I went into labour naturally at 5 days 'overdue' by my waters rupturing. I waited around, sitting on a pile of towels, hoping something else would happen.
Half an hour later the contractions started which were mild. I put my TENS machine on and offered tea and biscuits to the midwives who were there just to watch and only intervene in an emergency. They declined the tea.
I had wanted to be alone for the birth, with only the baby's father present, but he didn't feel comfortable with my wishes so I compromised and agreed to have them there on the understanding that they would not physically do anything.
I had an hour and 40 minutes of period like cramp that I used my TENS machine to help with, and a very strong pressure building up as I got nearer the birth. There was no actual pain. I felt everything as pressure. It was very uncomfortable but I wouldn't say it hurt.

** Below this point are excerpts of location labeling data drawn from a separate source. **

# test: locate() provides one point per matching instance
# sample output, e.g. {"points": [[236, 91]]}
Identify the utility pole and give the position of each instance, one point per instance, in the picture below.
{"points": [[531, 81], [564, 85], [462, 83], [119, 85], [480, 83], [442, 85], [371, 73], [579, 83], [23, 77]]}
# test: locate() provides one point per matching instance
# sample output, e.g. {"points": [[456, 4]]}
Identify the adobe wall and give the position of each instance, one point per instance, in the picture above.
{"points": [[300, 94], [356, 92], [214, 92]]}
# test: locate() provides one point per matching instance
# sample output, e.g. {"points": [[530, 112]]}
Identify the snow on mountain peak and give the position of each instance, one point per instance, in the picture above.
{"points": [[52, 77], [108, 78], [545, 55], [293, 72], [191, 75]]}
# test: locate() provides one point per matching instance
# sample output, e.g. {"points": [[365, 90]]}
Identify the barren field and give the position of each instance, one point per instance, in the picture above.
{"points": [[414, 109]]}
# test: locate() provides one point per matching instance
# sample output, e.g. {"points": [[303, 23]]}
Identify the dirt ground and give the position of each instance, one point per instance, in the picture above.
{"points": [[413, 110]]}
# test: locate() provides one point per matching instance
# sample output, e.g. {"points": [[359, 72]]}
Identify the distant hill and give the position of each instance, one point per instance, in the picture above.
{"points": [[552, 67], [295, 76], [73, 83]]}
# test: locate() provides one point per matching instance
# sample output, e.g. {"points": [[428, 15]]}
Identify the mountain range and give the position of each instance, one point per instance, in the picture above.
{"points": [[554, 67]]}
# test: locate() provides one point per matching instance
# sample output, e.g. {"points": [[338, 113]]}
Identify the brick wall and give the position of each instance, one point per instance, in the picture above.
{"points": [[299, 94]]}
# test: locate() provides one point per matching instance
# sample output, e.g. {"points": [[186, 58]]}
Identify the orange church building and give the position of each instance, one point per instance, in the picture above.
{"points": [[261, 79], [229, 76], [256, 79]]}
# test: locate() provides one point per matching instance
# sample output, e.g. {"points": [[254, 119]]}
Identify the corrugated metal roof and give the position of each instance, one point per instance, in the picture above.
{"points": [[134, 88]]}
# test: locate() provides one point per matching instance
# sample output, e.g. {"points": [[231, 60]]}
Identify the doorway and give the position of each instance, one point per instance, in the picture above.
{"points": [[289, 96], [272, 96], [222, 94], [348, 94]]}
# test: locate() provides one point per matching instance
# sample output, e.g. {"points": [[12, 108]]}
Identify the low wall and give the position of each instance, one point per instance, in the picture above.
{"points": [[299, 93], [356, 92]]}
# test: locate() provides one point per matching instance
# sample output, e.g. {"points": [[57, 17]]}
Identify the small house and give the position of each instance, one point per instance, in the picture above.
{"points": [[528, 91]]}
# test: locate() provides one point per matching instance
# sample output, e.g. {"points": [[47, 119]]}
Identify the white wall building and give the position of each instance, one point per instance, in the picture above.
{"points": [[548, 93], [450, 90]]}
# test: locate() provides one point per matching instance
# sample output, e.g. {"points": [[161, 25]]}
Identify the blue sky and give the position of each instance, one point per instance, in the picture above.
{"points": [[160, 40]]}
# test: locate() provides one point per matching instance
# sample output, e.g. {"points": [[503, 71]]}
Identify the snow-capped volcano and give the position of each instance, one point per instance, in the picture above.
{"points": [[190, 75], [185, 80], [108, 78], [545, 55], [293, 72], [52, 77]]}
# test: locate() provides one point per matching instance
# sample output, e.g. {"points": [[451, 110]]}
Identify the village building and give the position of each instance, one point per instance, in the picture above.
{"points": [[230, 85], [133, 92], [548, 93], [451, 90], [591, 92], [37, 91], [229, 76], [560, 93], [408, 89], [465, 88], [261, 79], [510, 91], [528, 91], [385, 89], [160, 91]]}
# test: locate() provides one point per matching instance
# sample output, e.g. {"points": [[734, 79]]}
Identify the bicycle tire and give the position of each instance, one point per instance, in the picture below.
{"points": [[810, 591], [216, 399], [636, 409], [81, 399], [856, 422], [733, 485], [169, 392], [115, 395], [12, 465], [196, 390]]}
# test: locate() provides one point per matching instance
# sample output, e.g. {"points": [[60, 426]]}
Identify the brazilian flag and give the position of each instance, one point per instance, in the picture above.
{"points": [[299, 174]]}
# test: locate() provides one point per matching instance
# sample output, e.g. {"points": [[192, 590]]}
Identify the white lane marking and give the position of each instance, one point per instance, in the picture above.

The midwives sat in the corner, observing me and taking notes. Twice, they asked to listen to the baby's heart beat and I said okay as long as I stayed upright, so they listened while I stayed in the position I liked, and they didn't do any internal exams. I had no idea how dilated I was and I didn't care. You know when to push anyway.
I pushed for no more than a few minutes and my baby's head was born with only a mild sting. He started crying before he was properly born.
Then the rest of him was born. The midwives commented on how 'controlled' I'd been, but there was nothing to control because it didn't hurt.
I felt a bit weak so they passed the baby to me and put a hat on him. That was the only thing they did.
I was thrilled to have a son after 4 girls! He was so pretty. It sounds gender stereotypical but I assumed he wouldn't look pretty. I couldn't stop staring at him!
He weighed in at a bouncing 9lbs, 1oz, and no, I didn't have drugs, I didn't tear and he didn't get stuck or any of the other grim scenarios that the NHS tried to scare me with.
I was happy to give birth unassisted with the midwives there as a 'back up', but I'm angry I had to fight so hard to make them concede I had the right.
Looking back, even though I had the gentle birth I wanted, I would have preferred a totally lone birth if the father had been in agreement, as I sometimes felt irritated by the presence of the midwives.
I was very pleased, though, I didn't have anyone yelling 'push!' at me, that I directed my own birth experience and that it was almost completely pain free.